Ainsi, dans sa justice, l’a voulu Rhadamanthe, qui siège à la droite de l’époux de Rhée, puissante déesse dont le trône domine celui des autres immortels.

C’est dans ces lieux qu’habitent et Cadmus et Pélée ; c’est là qu’admis par les prières de sa mère, habite aussi l’invincible Achille, dont le bras immola Hector, ce rempart inexpugnable de Troie, et terrassa Cycnus et l’Éthiopien fils de l’Aurore.

Combien mon carquois ne renferme-t-il pas encore de ces traits qui ne partent que de la main du génie et qui sont trop pesans pour le vulgaire !

Celui-là seul est vraiment sage que la nature a instruit par ses (16) leçons ; ceux qu’une étude pénible a formés se perdent en de vaines paroles, semblables aux corbeaux (17) qui, de leurs bruyantes clameurs, ne sauraient intimider l’oiseau sacré de Jupiter.

Mais, ô ma Muse, ranime tes efforts ! tends de nouveau ton arc vers le but.
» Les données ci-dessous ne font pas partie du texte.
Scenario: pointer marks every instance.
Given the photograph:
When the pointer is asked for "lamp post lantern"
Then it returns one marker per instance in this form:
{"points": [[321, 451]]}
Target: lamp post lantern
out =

Et quel but proposer à tes traits victorieux ? Dirige-les vers Agrigente…

Que les accens de la vérité sortent de ma bouche, et qu’ils soient confirmés par un serment solennel ! Jamais, depuis cent ans, aucune cité n’a vu naître un mortel d’un cœur plus généreux, un roi plus libéral que Théron.

En vain l’envie voudrait ternir sa gloire, en vain l’injustice anime contre lui ceux qu’il a (18) comblés de ses faveurs : elles ne parviendront jamais à voiler aux hommes vertueux l’éclat de tant de belles actions. Qui pourrait en effet compter ses bienfaits ? Leur nombre surpasse (19) celui des sables de la mer.